Dynamic simulation of a contact-enhanced MEMS inertial switch in Simulink

• Published in: Microsystem technologies : sensors, actuators, systems integration Vol. 17; no. 8; pp. 1329 - 1342
• Main Authors: Yang, Zhuoqing, Cai, Haogang, Ding, Guifu, Wang, Hong, Zhao, Xiaolin
• Format: Journal Article
• Language: English
• Published: Berlin/Heidelberg Springer-Verlag 01.08.2011; Springer
• Subjects: Applied sciences; Electronics; Electronics and Microelectronics; Engineering; Exact sciences and technology; Instrumentation; Instruments, apparatus, components and techniques common to several branches of physics and astronomy; Integrated circuits; Integrated circuits by function (including memories and processors); Mechanical Engineering; Mechanical instruments, equipment and techniques; Micromechanical devices and systems; Nanotechnology; Physics; Semiconductor electronics. Microelectronics. Optoelectronics. Solid state devices; Technical Paper; Proof Mass; Contact Point; Squeeze Film; Traditional Design; Shock Acceleration; Point contact; Vibration; Circuit design; Quasi static theory; Mechanical contact; Experimental study; Modeling; Microrelay; Spring mass system; Stationary condition; Natural frequency; Dynamic contact; Rebound; Selector switch; Dynamic model; Microelectromechanical device; Threshold
• ISSN: 0946-7076; 1432-1858
• DOI: 10.1007/s00542-011-1311-1

A novel contact-enhanced design of MEMS (micro-electro-mechanical system) inertial switch was proposed and modeled in Simulink ® . The contact effect is improved by an easily realized modification on the traditional design, i.e. introducing a movable contact point between the movable electrode (proof mass) and the stationary electrode, therefore forming a dual mass-spring system.
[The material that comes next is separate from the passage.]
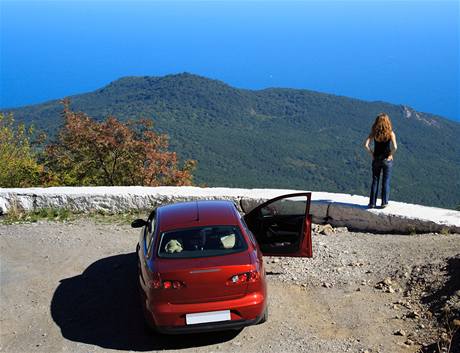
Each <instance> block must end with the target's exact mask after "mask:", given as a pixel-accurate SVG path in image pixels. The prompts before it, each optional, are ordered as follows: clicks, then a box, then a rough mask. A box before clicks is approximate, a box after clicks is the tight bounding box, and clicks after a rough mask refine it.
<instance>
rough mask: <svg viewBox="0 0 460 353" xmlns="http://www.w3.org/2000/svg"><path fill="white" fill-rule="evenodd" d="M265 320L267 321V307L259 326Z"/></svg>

The focus of this paper is limited to a vertically driven unidirectional one for the purposes of demonstration, but this design concept and Simulink ® model is universal for various kinds of inertial micro-switches. The dynamic simulation confirmed the contact-enhancing mechanism, showing that the switch-on time can be prolonged for the dynamic shock acceleration and the bouncing effect can be reduced for the quasi-static acceleration. The threshold acceleration of the inertial switch is determined by the proof mass-spring system’s natural frequency. Since the inertial switches were fabricated by the multilayer electroplating technology, the proof mass thickness were assigned two values, 100 and 50 μm, in order to get threshold levels of 56 and 133 g respectively for the dynamic acceleration of half-sine wave with 1 ms duration. Other factors that influence the dynamic response, such as the squeeze film damping and the contact point-spring system’s natural frequency were also discussed. The fabricated devices were characterized by the drop hammer experiment, and the results were in agreement with the simulation predictions. The switch-on time was prolonged to over 50 μs from the traditional design’s 10 μs, and could reach as long as 120 μs. Finally, alternative device configurations of the contact-enhancing mechanism were presented, including a laterally driven bidirectional inertial switch and a multidirectional one.